– Милейший Павел Иванович, я ее тоже очень крепко люблю… Ну, мы отвлеклись. Вернемся к нашим баранам…

Павел Иванович открыл альбом.

– Здесь у меня собраны марки Царской России, полная серия с наклейками… эти охватывают период с 1857 по 1867 годы, как видите, каждый лот оценивается в десять копеек по тогдашнему курсу…

Мужчины так погрузились в предмет их увлечения, что не заметили, как около двери в мансарду появилось еще одно лицо.

После того, как Леопольд Фомич покинул номер Дормидонта Ниловича и опять прошествовал на второй этаж, Инессу Львовну охватило сильное любопытство. Она сначала подавляла его, но, в конце концов, любопытство одержало победу. Инесса Львовна, стараясь ступать как можно тише, поднялась в мансарду. Дверь оказалось незапертой, и она слышала, о чем велся диалог внутри комнаты. Отчетливо звучал голос Павла Ивановича:

– Эта марка 1857 года гашеная, точечный штемпель. На рынке сегодня ее стоимость не менее сорока тысяч… а вот и вертикальное Вердже…

Инессе Львовне стал понятен предмет беседы. Очевидно, речь шла о редких, коллекционных экземплярах марок. Ее любопытство еще более возросло. Она колебалась, но не смогла себя перебороть и осторожно открыла дверь.

– Ох, прошу извинить мое вторжение, – она с невинно-рассеянным выражением лица обвела взглядом комнату. – Какой у вас замечательный вид из окна. Потрясающе! Эта комната предназначена для отдыха?

Тут ее взгляд как бы случайно переместился в сторону сидящих мужчин. Она успела заметить, как Павел Иванович быстро закрыл альбом.

– Извините, если я вам помешала. Вижу, вы тут что-то рассматриваете.

Она приблизилась к столику.

– А что это у вас?

Мужчины, застигнутые врасплох, и не пытались деликатными фразами маскировать свое нерасположение к общению с Инессой Львовной. Ей достаточно было беглого взгляда на них, чтобы понять – она тут нежелательная персона. Но любопытство пересиливало неловкость, которую испытывала Инесса Львовна. Она стояла около столика в надежде на приглашение присоединиться к просмотру альбома. Любопытство жгло, но затянувшееся молчание было не в ее пользу.

– Ну… все понятно, – Инесса Львовна еще раз оглядела комнату. – Не буду вам мешать.
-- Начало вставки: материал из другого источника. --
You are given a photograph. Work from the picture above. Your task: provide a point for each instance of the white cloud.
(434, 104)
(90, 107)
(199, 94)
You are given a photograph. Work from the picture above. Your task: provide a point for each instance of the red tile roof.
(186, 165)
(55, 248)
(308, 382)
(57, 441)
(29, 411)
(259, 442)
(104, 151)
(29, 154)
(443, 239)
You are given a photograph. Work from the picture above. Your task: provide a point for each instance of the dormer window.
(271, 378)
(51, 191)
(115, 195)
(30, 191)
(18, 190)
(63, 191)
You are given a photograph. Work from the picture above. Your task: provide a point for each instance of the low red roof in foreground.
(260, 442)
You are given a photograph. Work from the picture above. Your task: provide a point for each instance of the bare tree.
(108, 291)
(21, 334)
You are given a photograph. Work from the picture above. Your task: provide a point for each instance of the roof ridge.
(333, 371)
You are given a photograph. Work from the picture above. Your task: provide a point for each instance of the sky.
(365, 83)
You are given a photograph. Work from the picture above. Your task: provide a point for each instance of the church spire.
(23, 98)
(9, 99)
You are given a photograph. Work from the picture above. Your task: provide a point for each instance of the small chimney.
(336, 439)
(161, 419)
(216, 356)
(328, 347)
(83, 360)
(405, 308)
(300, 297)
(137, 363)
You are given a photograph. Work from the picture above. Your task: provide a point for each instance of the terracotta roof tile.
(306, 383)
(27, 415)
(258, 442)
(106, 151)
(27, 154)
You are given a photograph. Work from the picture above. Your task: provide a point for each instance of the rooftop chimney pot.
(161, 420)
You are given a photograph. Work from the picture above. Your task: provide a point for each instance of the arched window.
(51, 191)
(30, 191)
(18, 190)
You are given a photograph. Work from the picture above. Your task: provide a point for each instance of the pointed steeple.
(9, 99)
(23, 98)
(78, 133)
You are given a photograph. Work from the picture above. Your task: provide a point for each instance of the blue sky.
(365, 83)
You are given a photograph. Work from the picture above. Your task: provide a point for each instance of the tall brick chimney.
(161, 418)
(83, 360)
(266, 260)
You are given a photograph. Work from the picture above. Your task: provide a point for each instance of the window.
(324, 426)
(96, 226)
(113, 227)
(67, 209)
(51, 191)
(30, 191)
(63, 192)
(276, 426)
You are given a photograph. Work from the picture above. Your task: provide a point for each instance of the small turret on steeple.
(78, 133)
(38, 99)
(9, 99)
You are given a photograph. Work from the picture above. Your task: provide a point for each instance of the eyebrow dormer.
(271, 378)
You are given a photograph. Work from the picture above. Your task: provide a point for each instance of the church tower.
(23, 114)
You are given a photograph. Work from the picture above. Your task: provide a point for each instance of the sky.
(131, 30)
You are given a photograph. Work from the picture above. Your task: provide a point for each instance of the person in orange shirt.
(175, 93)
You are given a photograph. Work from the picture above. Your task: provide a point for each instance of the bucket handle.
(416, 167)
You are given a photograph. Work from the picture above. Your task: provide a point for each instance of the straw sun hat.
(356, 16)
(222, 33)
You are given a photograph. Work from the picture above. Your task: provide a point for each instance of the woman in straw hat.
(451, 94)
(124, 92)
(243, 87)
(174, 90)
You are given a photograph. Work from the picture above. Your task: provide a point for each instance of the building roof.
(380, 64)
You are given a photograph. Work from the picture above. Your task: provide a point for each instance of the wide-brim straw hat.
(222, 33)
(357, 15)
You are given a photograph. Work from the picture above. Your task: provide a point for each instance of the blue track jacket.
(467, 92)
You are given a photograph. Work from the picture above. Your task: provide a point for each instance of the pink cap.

А здесь уютно, очень уютно.

И она, придав лицу гордый, с оттенком пренебрежения вид, быстрым шагом покинула комнату.

– Да… эта женщина не страдает комплексом скромности, – Павел Иванович встретил понимающий взгляд Леопольда Фомича.

– Полагаю, сейчас нам не нужны желающие пообщаться, – Леопольд Фомич поднялся и запер на ключ дверь. Они продолжили неторопливо беседовать, внимательно рассматривая марки.


Настроение Инессы Львовны опять было испорчено. Она вернулась в свой номер, задержалась перед овальным настенным зеркалом.

…Нет, я определенно похудела. Еще бы! Сначала эта получасовая тряска по камням в такси… Да и обед был так себе, посмотрим, что предложат на ужин.

Она откинула со лба волосы и придирчиво изучала свое лицо.

…Ужасно! Даже для моих шестидесяти.

Она считала, что окружающие постоянно смотрят на нее, оценивают, обсуждают. И от этого ощущения ей делалось не по себе. Ей казалось, что она не так ходит, нелепо одевается и, вообще, все делает не так. И, в довершении ко всему, эта злосчастная прогулка вдоль озера.

…Зачем я только напросилась на нее?.. Эта парочка отнеслась ко мне неприязненно. Это еще не самое неприятное, хуже того – они меня просто не замечали! А если и обращались ко мне, то в их голосах сквозила ирония! Нашли девочку посмеяться! Пусть на себя посмотрят! Да что эти Непрухины… молодые еще… ну, а эти-то, мужики, каковы, а? Подумаешь, рассматривают альбом! Можно же элементарно вести себя вежливо, по-джентльменски с дамой. На столе – бутылка коньяка, бокалы, можно и предложить даме, просто, ради знака внимания. Я и не собиралась разглядывать потрепанные марки, нужны они мне… Потрепанные, но, судя по их разговору, дорогие! Живешь тут на пенсию, с трудом откладываешь на недельный, летний отдых, а тут, похоже, одна марка столько же стоит.